John Greig or Billy McNeill ? Made no difference to me.

So, I started the charm offensive early on my Mum that year to get a head start, but unfortunately my Dad was wary of a 10-year-old strutting about in a Celtic or Rangers jersey and vetoed the idea.

I countered with something I thought was perfectly reasonable, “how about a Scotland kit?” This was met pretty positively so I was content that by Xmas day I’d be the proud owner of my first football kit and I’d soon be out playing with my mates in the street or the park looking and performing like Denis Law

They say lightning doesn’t strike twice but it did in my house.

Two years to the day of Johnny Seven-Gate, came Scotland-Gate.

Once again, I ripped off the Xmas wrapping in eager anticipation and once again I was left aghast. There was no dark blue jersey with a big red lion emblem but instead a plain light blue long sleeved t-shirt.

I was incredulous or maybe more accurately I was as sick as a parrot.

My football knowledge was pretty good for a 10-year-old and I knew straight away I’d been duped. When I asked my Mum what team it was, she said “it’s some English team”, and also added that “I’d really suit the colour”.


In reality it was a t-shirt from DH Hoey’s, the well-known Glasgow school outfitter who to be fair did sell football kits, but this wasn’t one of them.

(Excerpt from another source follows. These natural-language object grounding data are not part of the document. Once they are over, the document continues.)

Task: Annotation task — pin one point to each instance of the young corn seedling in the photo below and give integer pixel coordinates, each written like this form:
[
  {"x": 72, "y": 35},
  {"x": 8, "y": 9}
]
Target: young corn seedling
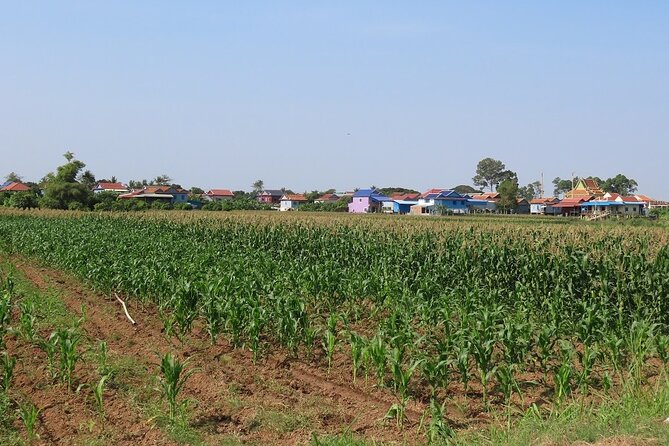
[
  {"x": 401, "y": 378},
  {"x": 639, "y": 342},
  {"x": 435, "y": 371},
  {"x": 49, "y": 347},
  {"x": 330, "y": 338},
  {"x": 438, "y": 431},
  {"x": 173, "y": 379},
  {"x": 563, "y": 374},
  {"x": 7, "y": 362},
  {"x": 68, "y": 342},
  {"x": 29, "y": 414},
  {"x": 103, "y": 359},
  {"x": 507, "y": 384},
  {"x": 98, "y": 394},
  {"x": 376, "y": 351},
  {"x": 357, "y": 348},
  {"x": 5, "y": 315},
  {"x": 28, "y": 320}
]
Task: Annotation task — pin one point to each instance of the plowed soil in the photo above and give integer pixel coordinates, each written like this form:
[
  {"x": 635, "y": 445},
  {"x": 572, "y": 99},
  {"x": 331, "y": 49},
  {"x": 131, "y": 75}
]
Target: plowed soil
[{"x": 278, "y": 400}]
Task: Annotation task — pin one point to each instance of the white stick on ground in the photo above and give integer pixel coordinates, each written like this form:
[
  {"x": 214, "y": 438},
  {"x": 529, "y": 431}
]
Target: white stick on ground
[{"x": 125, "y": 309}]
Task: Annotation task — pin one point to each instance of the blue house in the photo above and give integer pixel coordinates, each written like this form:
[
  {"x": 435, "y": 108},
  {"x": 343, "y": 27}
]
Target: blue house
[
  {"x": 403, "y": 206},
  {"x": 436, "y": 201}
]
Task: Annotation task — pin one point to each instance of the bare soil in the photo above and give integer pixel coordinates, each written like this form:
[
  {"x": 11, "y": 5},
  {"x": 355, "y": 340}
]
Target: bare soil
[{"x": 278, "y": 400}]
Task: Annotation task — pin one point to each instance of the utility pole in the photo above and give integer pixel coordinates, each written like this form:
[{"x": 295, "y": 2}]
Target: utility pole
[{"x": 542, "y": 185}]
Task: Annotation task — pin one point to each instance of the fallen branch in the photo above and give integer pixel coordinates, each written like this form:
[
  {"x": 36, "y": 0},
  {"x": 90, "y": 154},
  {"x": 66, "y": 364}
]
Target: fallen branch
[{"x": 125, "y": 309}]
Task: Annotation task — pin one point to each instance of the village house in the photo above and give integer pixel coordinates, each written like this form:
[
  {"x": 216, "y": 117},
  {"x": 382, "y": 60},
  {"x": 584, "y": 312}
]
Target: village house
[
  {"x": 13, "y": 186},
  {"x": 522, "y": 206},
  {"x": 118, "y": 188},
  {"x": 405, "y": 197},
  {"x": 612, "y": 204},
  {"x": 436, "y": 201},
  {"x": 485, "y": 202},
  {"x": 290, "y": 202},
  {"x": 218, "y": 195},
  {"x": 327, "y": 198},
  {"x": 151, "y": 194},
  {"x": 270, "y": 196},
  {"x": 570, "y": 206},
  {"x": 585, "y": 188},
  {"x": 543, "y": 206},
  {"x": 367, "y": 201},
  {"x": 402, "y": 207}
]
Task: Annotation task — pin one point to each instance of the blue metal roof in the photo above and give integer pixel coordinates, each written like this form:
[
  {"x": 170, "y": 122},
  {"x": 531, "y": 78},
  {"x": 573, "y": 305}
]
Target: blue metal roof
[
  {"x": 608, "y": 203},
  {"x": 379, "y": 198},
  {"x": 364, "y": 192}
]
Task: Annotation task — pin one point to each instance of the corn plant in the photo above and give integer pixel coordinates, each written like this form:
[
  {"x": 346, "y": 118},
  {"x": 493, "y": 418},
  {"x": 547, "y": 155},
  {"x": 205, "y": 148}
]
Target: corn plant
[
  {"x": 376, "y": 350},
  {"x": 564, "y": 373},
  {"x": 7, "y": 362},
  {"x": 437, "y": 430},
  {"x": 173, "y": 378},
  {"x": 98, "y": 393},
  {"x": 28, "y": 320},
  {"x": 330, "y": 338},
  {"x": 29, "y": 414},
  {"x": 5, "y": 314},
  {"x": 401, "y": 377},
  {"x": 68, "y": 342},
  {"x": 49, "y": 347},
  {"x": 357, "y": 349}
]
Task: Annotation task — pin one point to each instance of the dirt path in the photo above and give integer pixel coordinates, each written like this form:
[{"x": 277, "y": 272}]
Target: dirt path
[{"x": 276, "y": 401}]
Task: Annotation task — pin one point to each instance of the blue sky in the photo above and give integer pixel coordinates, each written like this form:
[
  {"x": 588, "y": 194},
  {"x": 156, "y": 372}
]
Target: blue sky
[{"x": 312, "y": 95}]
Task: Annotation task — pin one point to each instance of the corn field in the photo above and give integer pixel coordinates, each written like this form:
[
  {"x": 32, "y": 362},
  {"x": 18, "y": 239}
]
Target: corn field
[{"x": 422, "y": 307}]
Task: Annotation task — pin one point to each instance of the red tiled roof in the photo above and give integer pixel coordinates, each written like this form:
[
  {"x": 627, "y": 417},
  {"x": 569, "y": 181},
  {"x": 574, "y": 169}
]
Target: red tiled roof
[
  {"x": 293, "y": 197},
  {"x": 398, "y": 196},
  {"x": 432, "y": 191},
  {"x": 111, "y": 186},
  {"x": 570, "y": 202},
  {"x": 644, "y": 198},
  {"x": 16, "y": 187},
  {"x": 545, "y": 200},
  {"x": 592, "y": 184},
  {"x": 328, "y": 197},
  {"x": 486, "y": 196},
  {"x": 220, "y": 193}
]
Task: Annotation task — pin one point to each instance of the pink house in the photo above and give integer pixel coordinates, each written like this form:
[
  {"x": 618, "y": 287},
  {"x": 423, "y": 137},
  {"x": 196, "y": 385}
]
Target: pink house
[{"x": 367, "y": 201}]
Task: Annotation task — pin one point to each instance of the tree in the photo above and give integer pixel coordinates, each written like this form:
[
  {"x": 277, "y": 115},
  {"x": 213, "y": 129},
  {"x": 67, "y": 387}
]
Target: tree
[
  {"x": 508, "y": 195},
  {"x": 532, "y": 190},
  {"x": 137, "y": 184},
  {"x": 88, "y": 179},
  {"x": 619, "y": 184},
  {"x": 560, "y": 186},
  {"x": 162, "y": 180},
  {"x": 62, "y": 190},
  {"x": 465, "y": 189},
  {"x": 258, "y": 186},
  {"x": 22, "y": 200},
  {"x": 14, "y": 177},
  {"x": 489, "y": 173}
]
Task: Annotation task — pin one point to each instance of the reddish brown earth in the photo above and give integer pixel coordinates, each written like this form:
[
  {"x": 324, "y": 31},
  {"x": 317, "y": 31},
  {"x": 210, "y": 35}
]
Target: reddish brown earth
[{"x": 278, "y": 400}]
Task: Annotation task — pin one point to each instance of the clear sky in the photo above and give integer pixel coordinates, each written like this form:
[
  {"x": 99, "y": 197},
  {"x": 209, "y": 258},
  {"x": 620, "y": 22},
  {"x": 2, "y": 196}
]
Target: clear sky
[{"x": 343, "y": 94}]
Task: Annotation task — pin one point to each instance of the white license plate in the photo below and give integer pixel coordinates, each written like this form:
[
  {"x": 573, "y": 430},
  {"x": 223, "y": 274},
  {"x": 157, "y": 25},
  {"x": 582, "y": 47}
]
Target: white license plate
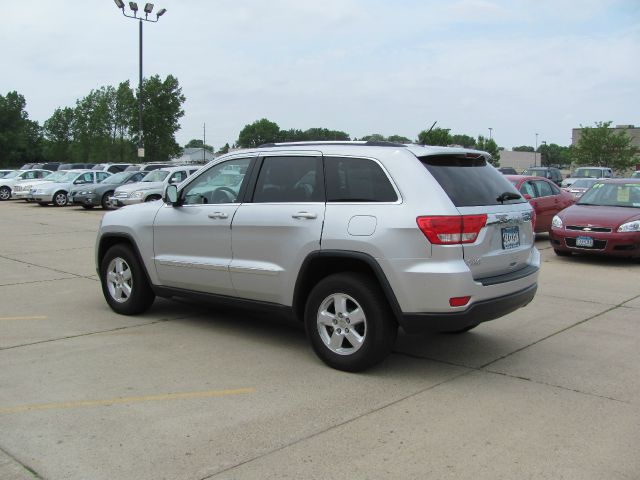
[
  {"x": 510, "y": 238},
  {"x": 584, "y": 242}
]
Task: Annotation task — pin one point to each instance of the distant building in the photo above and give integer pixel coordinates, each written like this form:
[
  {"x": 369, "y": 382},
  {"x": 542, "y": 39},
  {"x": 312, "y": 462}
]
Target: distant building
[
  {"x": 632, "y": 131},
  {"x": 519, "y": 160},
  {"x": 195, "y": 155}
]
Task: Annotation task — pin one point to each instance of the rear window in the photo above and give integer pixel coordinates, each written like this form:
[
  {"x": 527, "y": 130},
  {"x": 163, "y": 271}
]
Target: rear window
[{"x": 469, "y": 182}]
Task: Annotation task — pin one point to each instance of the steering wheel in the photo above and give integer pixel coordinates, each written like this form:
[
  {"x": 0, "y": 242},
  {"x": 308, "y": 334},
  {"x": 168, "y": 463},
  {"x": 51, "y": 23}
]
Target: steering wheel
[{"x": 223, "y": 195}]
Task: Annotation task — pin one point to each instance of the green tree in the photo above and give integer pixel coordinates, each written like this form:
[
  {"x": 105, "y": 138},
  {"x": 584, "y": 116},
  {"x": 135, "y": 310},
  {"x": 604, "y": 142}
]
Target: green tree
[
  {"x": 258, "y": 133},
  {"x": 490, "y": 146},
  {"x": 604, "y": 147},
  {"x": 398, "y": 139},
  {"x": 465, "y": 141},
  {"x": 58, "y": 132},
  {"x": 554, "y": 155},
  {"x": 196, "y": 143},
  {"x": 435, "y": 136},
  {"x": 523, "y": 148},
  {"x": 162, "y": 102},
  {"x": 20, "y": 138}
]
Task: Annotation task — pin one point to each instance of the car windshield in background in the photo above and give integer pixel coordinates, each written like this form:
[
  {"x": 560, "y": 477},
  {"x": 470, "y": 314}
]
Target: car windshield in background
[
  {"x": 584, "y": 183},
  {"x": 588, "y": 172},
  {"x": 535, "y": 172},
  {"x": 613, "y": 195},
  {"x": 470, "y": 182},
  {"x": 156, "y": 176},
  {"x": 117, "y": 178}
]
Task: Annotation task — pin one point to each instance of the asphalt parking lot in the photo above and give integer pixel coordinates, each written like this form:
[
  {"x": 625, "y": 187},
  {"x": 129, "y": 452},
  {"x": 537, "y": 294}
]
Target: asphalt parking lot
[{"x": 194, "y": 392}]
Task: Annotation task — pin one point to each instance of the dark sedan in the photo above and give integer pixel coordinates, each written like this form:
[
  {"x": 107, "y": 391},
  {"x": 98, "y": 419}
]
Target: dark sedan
[
  {"x": 98, "y": 194},
  {"x": 605, "y": 221},
  {"x": 544, "y": 196}
]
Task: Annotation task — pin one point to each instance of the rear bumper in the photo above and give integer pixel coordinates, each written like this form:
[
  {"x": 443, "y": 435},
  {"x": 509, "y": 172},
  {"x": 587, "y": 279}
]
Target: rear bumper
[
  {"x": 478, "y": 312},
  {"x": 615, "y": 244}
]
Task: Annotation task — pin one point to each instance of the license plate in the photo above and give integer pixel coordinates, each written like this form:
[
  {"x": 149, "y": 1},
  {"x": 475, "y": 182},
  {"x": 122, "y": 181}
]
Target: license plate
[
  {"x": 584, "y": 242},
  {"x": 510, "y": 238}
]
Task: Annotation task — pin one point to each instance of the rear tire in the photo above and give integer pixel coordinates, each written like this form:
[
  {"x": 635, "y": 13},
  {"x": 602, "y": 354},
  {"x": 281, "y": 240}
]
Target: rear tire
[
  {"x": 105, "y": 200},
  {"x": 5, "y": 193},
  {"x": 60, "y": 199},
  {"x": 349, "y": 322}
]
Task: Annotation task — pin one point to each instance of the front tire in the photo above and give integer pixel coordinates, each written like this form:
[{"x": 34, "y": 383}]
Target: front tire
[
  {"x": 124, "y": 283},
  {"x": 349, "y": 322},
  {"x": 60, "y": 199},
  {"x": 5, "y": 193},
  {"x": 105, "y": 200}
]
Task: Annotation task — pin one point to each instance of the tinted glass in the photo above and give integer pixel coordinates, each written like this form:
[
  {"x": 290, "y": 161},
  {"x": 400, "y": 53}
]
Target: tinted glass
[
  {"x": 290, "y": 179},
  {"x": 543, "y": 189},
  {"x": 469, "y": 181},
  {"x": 220, "y": 184},
  {"x": 357, "y": 180},
  {"x": 613, "y": 195}
]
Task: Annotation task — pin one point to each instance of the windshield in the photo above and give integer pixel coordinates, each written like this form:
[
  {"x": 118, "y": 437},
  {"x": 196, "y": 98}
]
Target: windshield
[
  {"x": 156, "y": 176},
  {"x": 55, "y": 176},
  {"x": 117, "y": 178},
  {"x": 613, "y": 195},
  {"x": 588, "y": 172},
  {"x": 584, "y": 183}
]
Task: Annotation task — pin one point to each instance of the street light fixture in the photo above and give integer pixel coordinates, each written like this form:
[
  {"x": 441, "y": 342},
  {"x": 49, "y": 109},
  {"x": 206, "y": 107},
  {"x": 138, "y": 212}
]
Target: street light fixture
[{"x": 148, "y": 8}]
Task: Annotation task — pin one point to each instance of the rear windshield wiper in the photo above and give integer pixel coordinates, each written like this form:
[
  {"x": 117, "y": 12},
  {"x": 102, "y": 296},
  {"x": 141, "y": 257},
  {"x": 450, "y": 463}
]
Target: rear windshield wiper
[{"x": 507, "y": 196}]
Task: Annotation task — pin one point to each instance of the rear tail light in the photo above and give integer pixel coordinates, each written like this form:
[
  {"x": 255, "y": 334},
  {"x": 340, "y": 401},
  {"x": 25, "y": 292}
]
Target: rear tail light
[{"x": 452, "y": 230}]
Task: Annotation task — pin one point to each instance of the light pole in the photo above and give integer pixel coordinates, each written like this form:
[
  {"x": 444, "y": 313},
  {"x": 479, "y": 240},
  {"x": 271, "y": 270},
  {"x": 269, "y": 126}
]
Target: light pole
[{"x": 148, "y": 8}]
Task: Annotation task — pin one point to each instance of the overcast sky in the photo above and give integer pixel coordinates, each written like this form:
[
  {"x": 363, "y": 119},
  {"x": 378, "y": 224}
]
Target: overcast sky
[{"x": 362, "y": 66}]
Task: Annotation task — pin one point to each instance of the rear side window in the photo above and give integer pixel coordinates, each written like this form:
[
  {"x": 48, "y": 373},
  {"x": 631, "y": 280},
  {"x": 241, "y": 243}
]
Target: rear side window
[
  {"x": 289, "y": 179},
  {"x": 469, "y": 181},
  {"x": 357, "y": 180}
]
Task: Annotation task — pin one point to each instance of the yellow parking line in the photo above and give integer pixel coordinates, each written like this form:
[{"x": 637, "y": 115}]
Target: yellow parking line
[
  {"x": 34, "y": 317},
  {"x": 115, "y": 401}
]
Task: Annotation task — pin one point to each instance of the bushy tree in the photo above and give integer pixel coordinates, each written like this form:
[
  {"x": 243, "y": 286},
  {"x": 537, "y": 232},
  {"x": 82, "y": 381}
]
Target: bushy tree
[
  {"x": 604, "y": 147},
  {"x": 435, "y": 136},
  {"x": 20, "y": 138},
  {"x": 258, "y": 133},
  {"x": 162, "y": 102},
  {"x": 490, "y": 146}
]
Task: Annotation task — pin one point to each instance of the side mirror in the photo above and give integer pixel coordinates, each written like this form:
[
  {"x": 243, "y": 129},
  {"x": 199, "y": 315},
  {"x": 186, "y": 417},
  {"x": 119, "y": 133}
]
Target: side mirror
[{"x": 171, "y": 195}]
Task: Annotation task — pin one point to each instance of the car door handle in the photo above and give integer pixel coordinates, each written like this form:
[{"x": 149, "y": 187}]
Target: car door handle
[{"x": 307, "y": 215}]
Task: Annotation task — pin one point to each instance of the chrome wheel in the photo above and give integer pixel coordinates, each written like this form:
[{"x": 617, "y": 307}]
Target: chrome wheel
[
  {"x": 342, "y": 324},
  {"x": 5, "y": 193},
  {"x": 119, "y": 280},
  {"x": 60, "y": 199}
]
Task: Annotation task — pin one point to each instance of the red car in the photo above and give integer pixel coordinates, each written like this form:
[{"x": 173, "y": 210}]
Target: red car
[
  {"x": 544, "y": 196},
  {"x": 605, "y": 221}
]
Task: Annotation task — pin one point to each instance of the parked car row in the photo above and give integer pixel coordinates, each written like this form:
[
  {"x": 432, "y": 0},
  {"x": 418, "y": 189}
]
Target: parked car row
[{"x": 95, "y": 187}]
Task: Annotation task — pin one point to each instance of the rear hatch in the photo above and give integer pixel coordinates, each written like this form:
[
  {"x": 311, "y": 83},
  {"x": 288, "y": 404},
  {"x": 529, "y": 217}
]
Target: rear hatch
[{"x": 476, "y": 188}]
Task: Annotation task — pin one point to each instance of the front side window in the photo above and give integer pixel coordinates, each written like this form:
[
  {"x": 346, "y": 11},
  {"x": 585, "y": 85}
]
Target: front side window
[
  {"x": 290, "y": 179},
  {"x": 357, "y": 180},
  {"x": 543, "y": 189},
  {"x": 219, "y": 184}
]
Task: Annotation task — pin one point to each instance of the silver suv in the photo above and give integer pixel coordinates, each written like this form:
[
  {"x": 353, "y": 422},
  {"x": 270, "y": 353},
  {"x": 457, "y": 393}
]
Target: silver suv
[{"x": 354, "y": 239}]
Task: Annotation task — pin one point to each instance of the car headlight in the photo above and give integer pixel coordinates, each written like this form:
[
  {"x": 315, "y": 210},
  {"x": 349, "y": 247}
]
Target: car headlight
[{"x": 630, "y": 227}]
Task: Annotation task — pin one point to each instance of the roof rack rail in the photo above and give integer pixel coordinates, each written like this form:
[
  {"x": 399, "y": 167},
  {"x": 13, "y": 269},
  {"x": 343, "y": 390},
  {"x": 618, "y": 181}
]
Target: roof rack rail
[{"x": 370, "y": 143}]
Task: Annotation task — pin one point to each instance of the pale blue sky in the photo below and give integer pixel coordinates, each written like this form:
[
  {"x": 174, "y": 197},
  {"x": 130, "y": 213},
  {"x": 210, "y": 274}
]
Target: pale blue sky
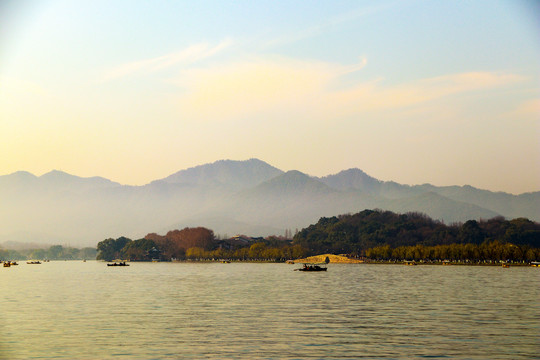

Joining my mates in their Rangers, Celtic, Scotland and Partick Thistle kits, I fielded the inevitable question, “what kit is that Paul?”

“Manchester City” I replied using my knowledge of the English first division.

This seemed to placate them till an older lad turned up and blew my cover by spotting that my top was plain, whereas the City jersey had white collars and cuffs.

Let the mockery begin….

The majestic Colin Bell in the light blue of Manchester City.

Now I realise in the grand scheme of things that I had a lot to be thankful for and that getting any present was a blessing, but I’d really had enough of the humiliation by this point.

Looking back, we tell ourselves that it’s cool to be a bit different, but it didn’t feel like it at the time. I wanted to be the kid in the Scotland kit with the Johnny Seven Gun not the outcast in the sky-blue t-shirt with a wonky gun.

I never did get a Rangers, Celtic or Scotland kit and my last attempt was in 1969 when for my Christmas I got a plain bright orange t-shirt instead of the conciliatory Dundee United kit I’d asked for.

I finally realised I was flogging a dead horse when my Mum once again uttered the immortal words “Oh, you’ll look lovely in that colour son” with obvious reference to my sallow skin courtesy of our Italian forefathers.

What she didn’t realise however, was that thanks to her and Dad, most of the time my face was bright red.